To emphasize: there is no reason at all why audio data would need to be transferred during VBlank. The APU doesn't even know about VBlank; it's on a completely separate clock and cannot receive interrupts. You can transfer data to it at any time during a frame.
The CPU can, in principle, poke data into VRAM manually, since there's a direct access port. It's just way faster to use DMA for anything more than a few sequential bytes.
You can also DMA from the cartridge to WRAM during active display - UNLESS you're using HDMA, because the earliest version of the S-CPU had a bug whereby DMA and HDMA could trip over each other and lock up the system. Very aggravating...
93143 wrote:
You can also DMA from the cartridge to WRAM during active display - UNLESS you're using HDMA, because the earliest version of the S-CPU had a bug whereby DMA and HDMA could trip over each other and lock up the system. Very aggravating...

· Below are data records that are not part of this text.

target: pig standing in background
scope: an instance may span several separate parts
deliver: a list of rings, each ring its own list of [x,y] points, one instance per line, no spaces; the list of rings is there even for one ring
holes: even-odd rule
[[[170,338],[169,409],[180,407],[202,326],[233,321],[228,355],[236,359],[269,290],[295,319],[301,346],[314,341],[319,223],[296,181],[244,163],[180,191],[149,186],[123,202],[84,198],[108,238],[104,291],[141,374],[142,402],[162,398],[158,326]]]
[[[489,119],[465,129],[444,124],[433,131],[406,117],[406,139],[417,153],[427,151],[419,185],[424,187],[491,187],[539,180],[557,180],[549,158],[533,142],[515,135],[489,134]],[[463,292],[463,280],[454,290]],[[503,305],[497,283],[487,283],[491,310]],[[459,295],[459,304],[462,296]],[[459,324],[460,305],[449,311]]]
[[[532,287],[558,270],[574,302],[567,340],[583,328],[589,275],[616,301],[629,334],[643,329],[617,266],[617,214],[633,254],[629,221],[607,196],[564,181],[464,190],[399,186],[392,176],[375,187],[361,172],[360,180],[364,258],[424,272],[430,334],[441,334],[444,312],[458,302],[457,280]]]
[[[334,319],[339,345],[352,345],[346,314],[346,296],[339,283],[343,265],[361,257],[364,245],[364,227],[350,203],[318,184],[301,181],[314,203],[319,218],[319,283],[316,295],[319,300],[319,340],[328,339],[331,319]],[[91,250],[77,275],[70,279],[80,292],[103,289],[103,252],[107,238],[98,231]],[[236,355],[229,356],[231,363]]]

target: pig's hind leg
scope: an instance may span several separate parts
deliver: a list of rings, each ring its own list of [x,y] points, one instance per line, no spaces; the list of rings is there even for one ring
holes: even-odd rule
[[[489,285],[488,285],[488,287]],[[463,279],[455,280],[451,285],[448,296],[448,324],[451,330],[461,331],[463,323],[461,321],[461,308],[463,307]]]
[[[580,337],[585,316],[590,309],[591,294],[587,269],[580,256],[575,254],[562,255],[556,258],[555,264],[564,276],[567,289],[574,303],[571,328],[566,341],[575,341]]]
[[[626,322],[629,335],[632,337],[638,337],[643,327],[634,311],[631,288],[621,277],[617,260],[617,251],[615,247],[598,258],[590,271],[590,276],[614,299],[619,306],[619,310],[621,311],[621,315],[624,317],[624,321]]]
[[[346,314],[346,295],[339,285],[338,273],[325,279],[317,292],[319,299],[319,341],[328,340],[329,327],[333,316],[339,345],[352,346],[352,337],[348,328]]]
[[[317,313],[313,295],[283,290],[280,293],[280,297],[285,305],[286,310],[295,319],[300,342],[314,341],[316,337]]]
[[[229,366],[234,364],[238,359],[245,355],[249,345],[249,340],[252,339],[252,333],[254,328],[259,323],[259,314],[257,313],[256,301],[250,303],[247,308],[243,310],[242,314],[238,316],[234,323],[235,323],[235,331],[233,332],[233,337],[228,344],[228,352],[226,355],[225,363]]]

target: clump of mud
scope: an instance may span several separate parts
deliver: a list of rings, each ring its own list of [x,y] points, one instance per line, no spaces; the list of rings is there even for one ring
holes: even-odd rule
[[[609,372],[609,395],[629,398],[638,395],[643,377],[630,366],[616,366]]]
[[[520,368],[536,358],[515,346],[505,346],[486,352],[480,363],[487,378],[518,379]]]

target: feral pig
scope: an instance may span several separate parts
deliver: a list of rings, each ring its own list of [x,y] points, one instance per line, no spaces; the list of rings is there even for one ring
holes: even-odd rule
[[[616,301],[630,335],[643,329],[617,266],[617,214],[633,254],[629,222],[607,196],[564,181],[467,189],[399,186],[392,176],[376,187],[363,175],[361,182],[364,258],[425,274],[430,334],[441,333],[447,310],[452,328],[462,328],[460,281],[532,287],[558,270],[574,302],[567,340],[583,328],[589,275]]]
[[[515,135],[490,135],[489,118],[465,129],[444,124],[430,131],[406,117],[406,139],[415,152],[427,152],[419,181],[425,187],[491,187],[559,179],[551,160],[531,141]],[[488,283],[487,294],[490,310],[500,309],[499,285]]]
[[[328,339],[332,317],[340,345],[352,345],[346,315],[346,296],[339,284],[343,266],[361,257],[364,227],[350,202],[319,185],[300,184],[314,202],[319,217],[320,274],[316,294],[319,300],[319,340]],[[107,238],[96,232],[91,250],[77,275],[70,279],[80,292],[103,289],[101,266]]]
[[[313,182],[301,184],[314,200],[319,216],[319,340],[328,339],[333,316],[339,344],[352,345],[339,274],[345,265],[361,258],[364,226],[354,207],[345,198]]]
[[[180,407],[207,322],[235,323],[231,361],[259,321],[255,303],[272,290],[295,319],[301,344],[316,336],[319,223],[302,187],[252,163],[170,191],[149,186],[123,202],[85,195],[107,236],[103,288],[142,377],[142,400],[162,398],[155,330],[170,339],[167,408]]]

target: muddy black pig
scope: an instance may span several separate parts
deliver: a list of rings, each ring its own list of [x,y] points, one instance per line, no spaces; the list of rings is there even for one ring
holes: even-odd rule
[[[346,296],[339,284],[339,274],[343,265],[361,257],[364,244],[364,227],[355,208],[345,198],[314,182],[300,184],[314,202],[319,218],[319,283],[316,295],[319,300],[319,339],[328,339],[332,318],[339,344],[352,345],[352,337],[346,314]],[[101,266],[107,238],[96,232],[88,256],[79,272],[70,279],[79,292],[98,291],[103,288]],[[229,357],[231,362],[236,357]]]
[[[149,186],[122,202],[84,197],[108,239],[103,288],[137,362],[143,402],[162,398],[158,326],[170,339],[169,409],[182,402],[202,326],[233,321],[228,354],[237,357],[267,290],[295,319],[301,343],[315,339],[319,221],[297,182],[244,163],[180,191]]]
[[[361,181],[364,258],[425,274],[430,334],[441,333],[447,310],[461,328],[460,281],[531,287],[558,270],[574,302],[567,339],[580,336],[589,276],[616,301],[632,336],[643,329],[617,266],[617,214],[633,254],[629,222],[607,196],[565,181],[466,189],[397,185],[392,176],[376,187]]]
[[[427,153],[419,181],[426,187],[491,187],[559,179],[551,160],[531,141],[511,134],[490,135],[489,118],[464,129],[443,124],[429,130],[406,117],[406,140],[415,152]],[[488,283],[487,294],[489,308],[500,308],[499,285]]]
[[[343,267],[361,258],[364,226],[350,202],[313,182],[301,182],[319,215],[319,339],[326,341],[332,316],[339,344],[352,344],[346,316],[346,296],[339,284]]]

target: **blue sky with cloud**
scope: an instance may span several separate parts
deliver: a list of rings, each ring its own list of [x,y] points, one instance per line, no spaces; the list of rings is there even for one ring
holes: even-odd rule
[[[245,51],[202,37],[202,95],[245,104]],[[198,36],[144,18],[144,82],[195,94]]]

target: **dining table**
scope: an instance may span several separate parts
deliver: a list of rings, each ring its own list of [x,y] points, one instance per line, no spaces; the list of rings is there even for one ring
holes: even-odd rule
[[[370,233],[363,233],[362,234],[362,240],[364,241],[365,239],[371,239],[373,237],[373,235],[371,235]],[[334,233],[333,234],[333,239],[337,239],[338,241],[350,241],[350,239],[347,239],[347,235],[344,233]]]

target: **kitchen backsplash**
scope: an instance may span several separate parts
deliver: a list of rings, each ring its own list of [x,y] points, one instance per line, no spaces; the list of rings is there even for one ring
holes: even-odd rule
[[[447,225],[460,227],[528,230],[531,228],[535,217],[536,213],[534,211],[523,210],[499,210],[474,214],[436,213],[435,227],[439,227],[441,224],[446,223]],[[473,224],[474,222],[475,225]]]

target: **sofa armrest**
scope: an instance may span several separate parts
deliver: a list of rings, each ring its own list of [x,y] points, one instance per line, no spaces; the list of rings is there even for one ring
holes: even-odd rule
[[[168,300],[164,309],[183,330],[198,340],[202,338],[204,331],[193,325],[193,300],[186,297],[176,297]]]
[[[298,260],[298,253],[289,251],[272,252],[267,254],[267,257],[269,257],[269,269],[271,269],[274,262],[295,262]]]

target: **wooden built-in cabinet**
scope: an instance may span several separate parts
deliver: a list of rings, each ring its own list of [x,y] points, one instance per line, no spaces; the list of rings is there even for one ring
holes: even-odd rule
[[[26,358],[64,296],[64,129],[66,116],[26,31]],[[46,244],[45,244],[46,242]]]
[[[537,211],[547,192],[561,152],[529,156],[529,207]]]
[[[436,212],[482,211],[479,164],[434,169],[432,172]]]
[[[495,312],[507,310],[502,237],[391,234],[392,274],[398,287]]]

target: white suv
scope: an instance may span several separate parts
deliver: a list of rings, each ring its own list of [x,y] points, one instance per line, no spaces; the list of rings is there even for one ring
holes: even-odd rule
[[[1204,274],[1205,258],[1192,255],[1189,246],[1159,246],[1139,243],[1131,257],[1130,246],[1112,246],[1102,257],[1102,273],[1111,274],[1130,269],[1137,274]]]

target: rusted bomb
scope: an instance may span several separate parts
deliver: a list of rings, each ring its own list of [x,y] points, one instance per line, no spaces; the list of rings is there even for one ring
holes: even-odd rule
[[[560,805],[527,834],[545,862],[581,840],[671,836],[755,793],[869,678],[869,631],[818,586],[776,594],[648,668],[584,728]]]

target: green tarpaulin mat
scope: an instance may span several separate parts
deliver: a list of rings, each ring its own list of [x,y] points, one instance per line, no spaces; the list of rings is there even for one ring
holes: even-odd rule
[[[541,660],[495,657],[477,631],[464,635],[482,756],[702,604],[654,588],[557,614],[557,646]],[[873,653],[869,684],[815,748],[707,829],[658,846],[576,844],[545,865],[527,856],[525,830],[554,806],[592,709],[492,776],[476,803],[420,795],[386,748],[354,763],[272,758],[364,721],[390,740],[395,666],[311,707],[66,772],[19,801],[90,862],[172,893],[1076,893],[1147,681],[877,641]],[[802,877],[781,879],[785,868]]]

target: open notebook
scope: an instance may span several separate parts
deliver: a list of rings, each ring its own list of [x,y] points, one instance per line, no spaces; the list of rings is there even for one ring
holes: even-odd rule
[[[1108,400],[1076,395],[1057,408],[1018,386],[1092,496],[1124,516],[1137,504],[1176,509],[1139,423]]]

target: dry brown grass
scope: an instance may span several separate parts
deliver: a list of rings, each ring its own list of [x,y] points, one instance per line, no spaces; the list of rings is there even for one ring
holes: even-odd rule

Attached are official details on that bug (because I'm certain someone will want details on it).
Summarized in my own words:
ProblemIf a block DMA finishes immediately before HDMA starts, S-CPU version 1 might freeze. This may occur especially in the first 2.24 microseconds (48 master clocks) after the start of horizontal blanking.
Workarounds- Beginner: Don't enable block DMA while HDMA is enabled. If you use HDMA, do your block DMA during vertical blanking, or do it on a scanline when HDMA is inactive.
- Advanced: Carefully time your block DMA to finish outside horizontal blanking. Wait for an H-count interrupt, and adjust the start time until it works without crashing on a 1/1/1 (the yellowest of the yellow).
tepples wrote:
Advanced: Carefully time your block DMA to finish outside horizontal blanking. Wait for an H-count interrupt, and adjust the start time until it works without crashing on a 1/1/1 (the yellowest of the yellow).
Timed code after an interrupt? It seems like just regularly copying data would be faster at this point, although I don't have a clue how long HBlank actually is.
Does anyone know the prevalence of different SNES's? Mine is a 2/1/3. Kind of a silly idea, but if you're really pressed for CPU time, you could check to see what version the CPU is, and if it's 1, do the less conventional ways to ensure that the CPU doesn't freeze but that could potentially lead to slowdown, which isn't good, but obviously better. I really don't get the point of console reversions where something like this is purposely ironed out, because it's hard not to want to disregard the quirks older versions and I bet that companies want games to work on all systems. (I think I heard something about this with the original PlayStation.) I can't actually think of any games that only work on one system version though, not just including the SNES. (I'm not counting something like Gameboy games that only work on the Gameboy color, because the Gameboy color is advertised as being a different system.)
I'm not sure if this is the right thread or not, but since this is a "beat'mup" thread I think it's okay.
I've been trying to investigate the reason why Street Fighter series have such thick letterboxing. I'm thinking that Street Fighter 2 might be uploading every 16x16 sprite pattern separately, since the frames use a lot of recycled parts.